Court of Appeals of Ohio, Fourth District, Athens County
Nov 14, 2008
2008 Ohio 6096 (Ohio Ct. App. 2008)

Opinion

No. 07CA22.

Date Journalized: November 14, 2008.

Criminal appeal from Common Pleas Court.

David H. Bodiker, Ohio Public Defender, and Melissa M. Prendergast, Assistant State, Counsel for Appellant.

On January 1, 2008, subsequent to the filing of this appeal, Timothy Young was named the Director of the Ohio Public Defender's Office.

C. David Warren, Athens County Prosecuting Attorney, and Sabrina J. Ennis, Counsel for Appellee.


DECISION AND JUDGMENT ENTRY


{¶ 1} This is an appeal from an Athens County Common Pleas Court judgment of conviction and sentence.

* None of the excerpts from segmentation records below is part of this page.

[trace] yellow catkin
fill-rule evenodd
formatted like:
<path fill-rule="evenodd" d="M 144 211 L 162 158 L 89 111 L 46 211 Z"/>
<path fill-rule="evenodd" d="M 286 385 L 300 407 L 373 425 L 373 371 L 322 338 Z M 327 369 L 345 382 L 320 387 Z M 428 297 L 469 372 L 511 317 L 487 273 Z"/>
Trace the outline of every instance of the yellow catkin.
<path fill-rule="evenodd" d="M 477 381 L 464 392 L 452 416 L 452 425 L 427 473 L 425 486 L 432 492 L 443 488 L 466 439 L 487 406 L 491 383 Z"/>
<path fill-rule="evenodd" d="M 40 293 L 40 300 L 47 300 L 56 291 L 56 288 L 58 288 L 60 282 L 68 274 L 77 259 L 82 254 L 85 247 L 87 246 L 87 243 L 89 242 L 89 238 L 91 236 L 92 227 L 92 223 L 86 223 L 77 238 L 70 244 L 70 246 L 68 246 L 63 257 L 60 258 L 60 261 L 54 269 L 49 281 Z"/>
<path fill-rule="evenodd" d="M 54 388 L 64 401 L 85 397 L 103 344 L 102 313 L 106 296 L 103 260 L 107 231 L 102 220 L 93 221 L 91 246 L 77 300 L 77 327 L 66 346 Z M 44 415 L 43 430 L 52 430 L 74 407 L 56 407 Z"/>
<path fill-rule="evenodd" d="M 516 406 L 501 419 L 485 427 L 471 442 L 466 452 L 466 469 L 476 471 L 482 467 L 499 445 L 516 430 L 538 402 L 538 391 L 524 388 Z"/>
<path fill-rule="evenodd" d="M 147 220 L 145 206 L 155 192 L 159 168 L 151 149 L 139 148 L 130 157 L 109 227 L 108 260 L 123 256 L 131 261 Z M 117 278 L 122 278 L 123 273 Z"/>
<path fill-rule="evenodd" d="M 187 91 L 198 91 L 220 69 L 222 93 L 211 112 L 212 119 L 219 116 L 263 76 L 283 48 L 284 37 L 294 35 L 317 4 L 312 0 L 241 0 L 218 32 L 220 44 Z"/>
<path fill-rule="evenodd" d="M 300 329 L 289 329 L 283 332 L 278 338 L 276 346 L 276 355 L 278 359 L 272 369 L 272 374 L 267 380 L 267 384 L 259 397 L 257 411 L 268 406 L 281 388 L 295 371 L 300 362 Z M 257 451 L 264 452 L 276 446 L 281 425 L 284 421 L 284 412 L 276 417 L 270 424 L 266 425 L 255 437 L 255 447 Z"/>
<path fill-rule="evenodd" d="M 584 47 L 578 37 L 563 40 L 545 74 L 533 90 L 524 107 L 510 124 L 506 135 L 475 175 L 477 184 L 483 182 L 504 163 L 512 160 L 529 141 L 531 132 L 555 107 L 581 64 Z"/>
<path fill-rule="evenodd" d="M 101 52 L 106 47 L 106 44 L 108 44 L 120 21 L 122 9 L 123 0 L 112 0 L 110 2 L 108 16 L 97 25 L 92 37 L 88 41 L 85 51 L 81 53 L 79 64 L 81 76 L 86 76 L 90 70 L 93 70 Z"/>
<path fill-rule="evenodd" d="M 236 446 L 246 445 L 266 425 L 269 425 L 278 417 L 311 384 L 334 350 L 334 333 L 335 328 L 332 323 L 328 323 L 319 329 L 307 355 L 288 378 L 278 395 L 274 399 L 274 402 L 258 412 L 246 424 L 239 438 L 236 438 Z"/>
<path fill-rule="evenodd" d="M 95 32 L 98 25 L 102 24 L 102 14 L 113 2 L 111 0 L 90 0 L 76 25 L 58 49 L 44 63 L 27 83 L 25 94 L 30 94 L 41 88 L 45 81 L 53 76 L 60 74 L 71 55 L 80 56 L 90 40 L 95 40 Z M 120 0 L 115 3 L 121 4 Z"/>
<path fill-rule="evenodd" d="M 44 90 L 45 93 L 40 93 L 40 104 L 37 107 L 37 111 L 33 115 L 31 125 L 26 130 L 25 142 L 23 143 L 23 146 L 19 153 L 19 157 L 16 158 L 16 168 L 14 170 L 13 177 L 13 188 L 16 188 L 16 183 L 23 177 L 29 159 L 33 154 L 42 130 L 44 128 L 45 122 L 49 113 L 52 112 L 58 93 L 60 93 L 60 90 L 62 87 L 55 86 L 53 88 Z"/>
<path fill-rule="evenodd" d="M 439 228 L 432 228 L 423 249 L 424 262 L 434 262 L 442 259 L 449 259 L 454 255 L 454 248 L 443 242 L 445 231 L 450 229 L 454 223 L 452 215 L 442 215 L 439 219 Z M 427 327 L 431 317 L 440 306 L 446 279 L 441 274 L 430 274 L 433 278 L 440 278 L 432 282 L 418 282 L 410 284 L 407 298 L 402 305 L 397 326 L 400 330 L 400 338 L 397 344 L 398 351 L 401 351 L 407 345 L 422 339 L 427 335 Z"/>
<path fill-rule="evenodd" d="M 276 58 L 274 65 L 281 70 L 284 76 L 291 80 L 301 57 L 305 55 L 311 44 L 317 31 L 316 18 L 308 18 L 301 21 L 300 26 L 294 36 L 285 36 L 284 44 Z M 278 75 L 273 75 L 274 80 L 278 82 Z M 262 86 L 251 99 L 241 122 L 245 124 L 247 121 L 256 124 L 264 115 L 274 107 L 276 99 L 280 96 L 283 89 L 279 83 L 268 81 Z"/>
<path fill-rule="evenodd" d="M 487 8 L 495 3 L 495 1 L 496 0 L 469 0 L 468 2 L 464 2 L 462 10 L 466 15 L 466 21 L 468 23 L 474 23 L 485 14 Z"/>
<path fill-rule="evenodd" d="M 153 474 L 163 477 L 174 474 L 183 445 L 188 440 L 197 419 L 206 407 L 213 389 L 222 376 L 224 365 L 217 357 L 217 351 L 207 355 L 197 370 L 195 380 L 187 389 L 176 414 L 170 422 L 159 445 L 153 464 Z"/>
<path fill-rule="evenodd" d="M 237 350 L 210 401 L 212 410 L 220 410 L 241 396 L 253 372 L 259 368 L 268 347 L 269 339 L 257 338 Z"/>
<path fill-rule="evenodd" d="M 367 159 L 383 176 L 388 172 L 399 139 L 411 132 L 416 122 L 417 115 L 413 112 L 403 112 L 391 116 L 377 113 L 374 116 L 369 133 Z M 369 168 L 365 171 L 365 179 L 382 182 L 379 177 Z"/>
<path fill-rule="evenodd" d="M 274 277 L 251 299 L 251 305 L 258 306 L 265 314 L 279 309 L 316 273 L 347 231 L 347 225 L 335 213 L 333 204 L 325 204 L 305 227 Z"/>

Carl Scheutzman, defendant below and appellant herein, pled guilty to two counts of arson in violation of R.C. 2903.03(A)(1).

{¶ 2} Appellant assigns the following errors for review:

FIRST ASSIGNMENT OF ERROR:

"WHERE THE TRIAL COURT DOES NOT MERGE FOR PURPOSES OF SENTENCING DUPLICATIVE CRIMINAL COUNTS, THE CONSECUTIVE SENTENCES THAT RESULT ARE VOID. FURTHERMORE, THE SENTENCE MUST BE VACATED BECAUSE IT VIOLATES DOUBLE JEOPARDY PROTECTIONS AND DUE PROCESS OF LAW."

SECOND ASSIGNMENT OF ERROR:

"CARL SCHEUTZMAN WAS DENIED THE EFFECTIVE ASSISTANCE OF COUNSEL WHERE TRIAL COUNSEL FAILED TO OBJECT TO THE TRIAL COURT'S IMPOSITION OF RESTITUTION WITHOUT AN INQUIRY INTO MR. SCHEUTZMAN'S ABILITY TO PAY."

THIRD ASSIGNMENT OF ERROR:

"THE TRIAL COURT DID NOT HAVE THE AUTHORITY TO IMPOSE CONSECUTIVE SENTENCES."

{¶ 3} On the evening of March 17, 2007, appellant discovered that his girlfriend, Tabitha George, had taken their child to a home where crack was being smoked. Irate at his girlfriend's irresponsibility, appellant set fire to two vehicles at the premises. Subsequently, the Athens Country Grand Jury returned an indictment charging appellant with two counts of arson.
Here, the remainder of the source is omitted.